Calls to my Blackberry phone, even after I have returned from France, are very crackly. I therefore decided to request what is probably only my fourth upgrade in about fifteen years. This meant a trip to O2 in Christchurch. The process of making the necessary adjustments to my contract, filling in the forms, and choosing and setting the new Samsung Galaxy took all of two hours. For starters, the computer indicated that I wasn’t eligible, so the assistant had to work manually.
Dan, who attended to me while Jackie sat beside us, was a delightful young trainee who occasionally needed help from his willing and more qualified colleagues. It was really quite an entertaining afternoon, the highlight of which was probably the selection of a new device. Dan was not phased by this elderly gent saying he didn’t want internet and didn’t feel comfortable with touch screens. He asked me how old I was. When I told him he replied that his grandfather was in his eighties and was very effectively using a phone that carried all the facilities once confined to a computer.

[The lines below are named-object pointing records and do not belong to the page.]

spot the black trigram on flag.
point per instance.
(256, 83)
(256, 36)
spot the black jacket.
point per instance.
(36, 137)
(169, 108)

Obviously I had to opt for what was good enough for Dan’s Grandad.
Jackie regretted that it would have been rather undignified for her to emulate the little boy who, in boredom, silently rolled around under the chairs whilst his father was discussing his contract.
Afterwards she drove us to the cleaners at New Milton, then home to Downton.
This evening I failed my first test with the new device. I received, or rather didn’t receive, a call from my friend Jessie. Not knowing how to answer it, I missed it. Fortunately, by the time the subsequent voicemail message came in, I had figured out how to respond, so was able to listen to it and return the call.
We dined on cod, chips, and mushy peas at Daniel’s in Highcliffe. Jackie’s drink was coffee, and mine was tea.